In order to get a constant flow rate at changing head, you have to add power for increasing pressure and reduce power for decreasing pressure.

Also, the "equation" you sort of included in your second post is just nonsense. It has its roots in the Bernoulli equation, but the Bernoulli equation does not allow losses (no work done on or by the system, no irreversible changes) so I don't know what the heck you're talking about. Yes "velocity" must have both a time component, a distance component, and a direction component.

David

 

[tr1ntx]

"I believe the problem is the needle valve, he thinks it is the pump."

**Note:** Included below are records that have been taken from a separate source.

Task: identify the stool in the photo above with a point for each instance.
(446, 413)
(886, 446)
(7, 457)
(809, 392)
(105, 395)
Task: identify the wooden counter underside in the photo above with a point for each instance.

What is the pump's rated capacity? What type of pump is it?

 

[metootoo]

Q=AV , where V ^2= P/(density[1+loss/2]) and A = pi x r^2 was taken from my "Fundamentals of Fluid Mechanics" book published by John Wiley & Sons Inc. (see attached). Please feel free to call and correct them, zdas04. There may be a flaw. I certianly don't see a time unit source in the equation.

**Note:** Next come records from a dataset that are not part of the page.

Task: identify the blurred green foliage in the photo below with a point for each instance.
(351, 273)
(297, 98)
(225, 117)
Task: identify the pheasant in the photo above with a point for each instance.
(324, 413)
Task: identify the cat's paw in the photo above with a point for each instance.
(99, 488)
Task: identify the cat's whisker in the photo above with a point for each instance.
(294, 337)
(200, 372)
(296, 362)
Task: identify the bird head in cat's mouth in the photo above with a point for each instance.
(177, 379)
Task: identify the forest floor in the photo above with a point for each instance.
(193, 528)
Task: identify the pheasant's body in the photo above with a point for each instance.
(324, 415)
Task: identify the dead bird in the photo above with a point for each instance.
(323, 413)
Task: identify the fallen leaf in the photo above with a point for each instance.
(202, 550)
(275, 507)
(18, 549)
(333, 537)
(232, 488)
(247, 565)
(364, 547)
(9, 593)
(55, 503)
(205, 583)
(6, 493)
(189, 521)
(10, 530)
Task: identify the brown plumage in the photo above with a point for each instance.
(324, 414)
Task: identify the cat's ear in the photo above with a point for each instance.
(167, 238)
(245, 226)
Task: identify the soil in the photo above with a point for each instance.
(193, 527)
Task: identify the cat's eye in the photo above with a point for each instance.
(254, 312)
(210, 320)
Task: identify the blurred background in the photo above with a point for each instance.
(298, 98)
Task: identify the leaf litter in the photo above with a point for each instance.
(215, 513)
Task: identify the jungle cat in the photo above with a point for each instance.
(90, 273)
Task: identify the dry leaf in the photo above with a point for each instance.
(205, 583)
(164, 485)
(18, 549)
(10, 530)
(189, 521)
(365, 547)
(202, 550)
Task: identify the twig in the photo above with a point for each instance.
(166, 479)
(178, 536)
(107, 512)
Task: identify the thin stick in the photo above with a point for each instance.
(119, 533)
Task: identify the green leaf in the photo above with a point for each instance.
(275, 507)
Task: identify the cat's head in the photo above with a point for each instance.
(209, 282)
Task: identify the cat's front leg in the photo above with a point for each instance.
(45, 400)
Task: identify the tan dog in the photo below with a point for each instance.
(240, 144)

I will correct one thing though, I by "loss", I meant "loss coeficient." Pressure is really differential pressure. In my case P2 is zero.
______________________________________________


As for my second post, see the attachment. Notice where they solved the equation with units, they stuck in N*s^2 seeminly from nowhere. Where did that come from? There is not one variable in equation 6 that has time as any part of its unit. Loss coeffient is unitless.

 

[hydtools]

metootoo, go to your referenced text and look up the definition of density rho. Verify that gravitational constant g is used in the definition.

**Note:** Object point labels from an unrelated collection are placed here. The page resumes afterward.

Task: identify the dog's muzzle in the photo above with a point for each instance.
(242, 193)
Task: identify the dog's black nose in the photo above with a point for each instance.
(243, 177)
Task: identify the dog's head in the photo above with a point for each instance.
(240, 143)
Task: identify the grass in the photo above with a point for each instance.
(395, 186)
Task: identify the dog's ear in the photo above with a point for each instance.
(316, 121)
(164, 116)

Do a dimensional check on your equation.

Ted

 

[chicopee]

Where are your pressure measurements taken from. If the pressure measurements are velocity pressures, then your velocity formula is correct; if the pressure values are from line pressures, then these values are static pressures and the velocity formula does not apply.

 

[btrueblood]

" I believe the problem is the needle valve, he thinks it is the pump."

What problem? I see a pump curve in your OP, and would guess it's for a 2-stage hydraulic pump, given the somewhat sudden shift from high flow to lower flow rate at a "medium" pressure of 600 to 800 psi.

 

[hydtools]

metootoo, look at the whole term. [1N*s^2/kg*m], not just N*s^2.

1 N = 1 kg*m/sec^2

The term converts kg*m/s^2 to N, force unit.

Ted

 

[zdas04]

MeTooToo,
Snarky responses get you snarky responses. Then they get you no responses. You've been here since September and the only threads you've "contributed" to have been threads you've started. To me that spells "leech".

I don't need to contact the publishers of your text book because they simply made the assumption that anyone taking "Fundementals of Fluid Mechanics" could do simple unit analysis. Maybe they set the bar too high.

David

 

[hydtools]

btrueblood, that makes sense. The pressure v flow does look like that of a two-stage, hi-lo pump.

Ted

 

[btrueblood]

hydtools,

Dunno, it was a guess. A second possibility is the unreported 3-way valve that the tech was opening, or the pressure relief valve that was installed upstream of the needle valve. But, sometimes, I'm good at reading the OP posts where they've written the critical information in white text.